Olivia’s smile vanished like a breeze in a hurricane. “Do you, do I? I think Aaron knows that his impulsiveness will get the better of him one day. It’s my job to make sure that he doesn’t explode… prematurely,” She said with a slight doubt in her voice. “What do you want me to say, Emily? I already gave him what he deserved for that stunt. What else is there to do?” Olivia finished.
"I don't know. But I know that what happened on the road was a chance sighting, nothing really serious. Definitely nothing we couldn't handle. If that's how he responds to something so small, what's going to happen when we're in a serious fight?"

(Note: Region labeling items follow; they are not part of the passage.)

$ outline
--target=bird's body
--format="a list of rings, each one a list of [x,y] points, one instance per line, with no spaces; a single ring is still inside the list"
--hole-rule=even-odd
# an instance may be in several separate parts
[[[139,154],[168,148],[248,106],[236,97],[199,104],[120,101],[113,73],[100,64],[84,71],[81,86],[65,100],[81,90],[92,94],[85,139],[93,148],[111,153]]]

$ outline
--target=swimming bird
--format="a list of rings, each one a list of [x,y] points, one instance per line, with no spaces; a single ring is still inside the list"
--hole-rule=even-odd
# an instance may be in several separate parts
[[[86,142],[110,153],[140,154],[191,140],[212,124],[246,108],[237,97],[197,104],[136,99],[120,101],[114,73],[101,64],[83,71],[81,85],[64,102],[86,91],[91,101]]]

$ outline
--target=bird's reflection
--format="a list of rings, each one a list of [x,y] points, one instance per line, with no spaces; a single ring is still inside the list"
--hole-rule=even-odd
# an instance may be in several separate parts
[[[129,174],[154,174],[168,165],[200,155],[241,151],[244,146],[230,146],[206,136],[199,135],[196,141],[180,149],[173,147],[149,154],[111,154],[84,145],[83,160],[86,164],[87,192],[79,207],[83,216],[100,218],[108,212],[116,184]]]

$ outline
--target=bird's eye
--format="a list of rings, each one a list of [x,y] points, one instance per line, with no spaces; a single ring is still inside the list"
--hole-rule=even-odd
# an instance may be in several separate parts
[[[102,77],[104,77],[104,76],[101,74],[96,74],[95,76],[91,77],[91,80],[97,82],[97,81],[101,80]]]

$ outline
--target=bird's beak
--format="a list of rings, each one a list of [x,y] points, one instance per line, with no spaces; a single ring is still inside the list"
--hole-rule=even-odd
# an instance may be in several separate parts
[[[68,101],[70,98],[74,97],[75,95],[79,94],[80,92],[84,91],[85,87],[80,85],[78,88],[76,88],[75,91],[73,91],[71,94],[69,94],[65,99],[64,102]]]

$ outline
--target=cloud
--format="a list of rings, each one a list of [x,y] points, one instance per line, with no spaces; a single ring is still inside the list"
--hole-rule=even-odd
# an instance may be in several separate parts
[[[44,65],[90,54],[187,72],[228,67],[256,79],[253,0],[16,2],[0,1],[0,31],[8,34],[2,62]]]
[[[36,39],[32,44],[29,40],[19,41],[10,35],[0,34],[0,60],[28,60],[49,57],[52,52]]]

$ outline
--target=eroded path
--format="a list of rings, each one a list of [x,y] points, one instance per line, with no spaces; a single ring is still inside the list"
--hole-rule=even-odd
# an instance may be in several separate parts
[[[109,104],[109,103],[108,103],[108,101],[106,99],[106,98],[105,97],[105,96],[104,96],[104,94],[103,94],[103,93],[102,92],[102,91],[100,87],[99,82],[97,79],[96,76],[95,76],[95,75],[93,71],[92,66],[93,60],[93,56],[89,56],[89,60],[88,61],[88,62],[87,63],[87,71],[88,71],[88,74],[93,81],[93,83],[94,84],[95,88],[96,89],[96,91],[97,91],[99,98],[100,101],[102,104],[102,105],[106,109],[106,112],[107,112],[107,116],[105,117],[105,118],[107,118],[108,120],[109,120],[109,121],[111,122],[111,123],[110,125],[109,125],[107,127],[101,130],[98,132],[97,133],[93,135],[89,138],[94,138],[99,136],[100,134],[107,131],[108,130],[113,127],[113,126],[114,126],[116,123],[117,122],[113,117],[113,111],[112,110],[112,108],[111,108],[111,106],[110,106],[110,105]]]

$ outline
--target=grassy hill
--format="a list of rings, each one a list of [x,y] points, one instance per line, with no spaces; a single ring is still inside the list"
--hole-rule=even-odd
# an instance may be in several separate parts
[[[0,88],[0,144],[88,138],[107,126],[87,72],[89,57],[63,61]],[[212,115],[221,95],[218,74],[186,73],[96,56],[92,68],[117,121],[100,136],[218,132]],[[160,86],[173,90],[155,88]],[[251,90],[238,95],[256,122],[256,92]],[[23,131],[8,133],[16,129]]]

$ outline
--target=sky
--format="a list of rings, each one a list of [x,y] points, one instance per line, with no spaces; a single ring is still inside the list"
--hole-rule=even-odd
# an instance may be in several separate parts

“Where is this coming from, Em? What do you have against Aaron?”
"Nothing. It's not like that. But I feel like this means there are circumstances were I - we - can't trust him."
“You shouldn’t be talking like this, Emily. Aaron is our friend, who was also the friend of someone that I shouldn’t have to remind you of, and we stand by his side no matter what, Olivia said. “Let me worry about what he does, and let me deal with it,… you just focus on what you are supposed to be doing,” she finished.
"You said it yourself - you don't want anything to happen to him. To us. I want the same thing."
“But… what? You think that Aaron is going to prevent that with how he is?”
"Not on purpose, but I think he could. If he gets mad, we have to rush in and save him. What choice would we have?"
“… It’s an interesting point, but what can we do about it other than support him and each other? When push comes to show, we are all going to crack at some point – even
you and me. Then we’re going to be grateful that he is there to take the heat.”
"I don't know," Emily said. "That's true. Nothing we can do now. We can't leave him behind."
“It baffles me that you would even imply that… we would consider leaving Aaron behind. I think you should get some sleep, Emily. I’m going to try to catch some myself.
Whatever problems we might run into in Norton City, we’ll deal with then, not now.”
Then will be too late. Emily thought, but didn't say. "Night, Olivia. Sorry to bother you with this crap - it was just something I was thinking about."
“It’s not crap… but, okay… sleep well, sweetie,” Olivia said, sounding almost apologetic.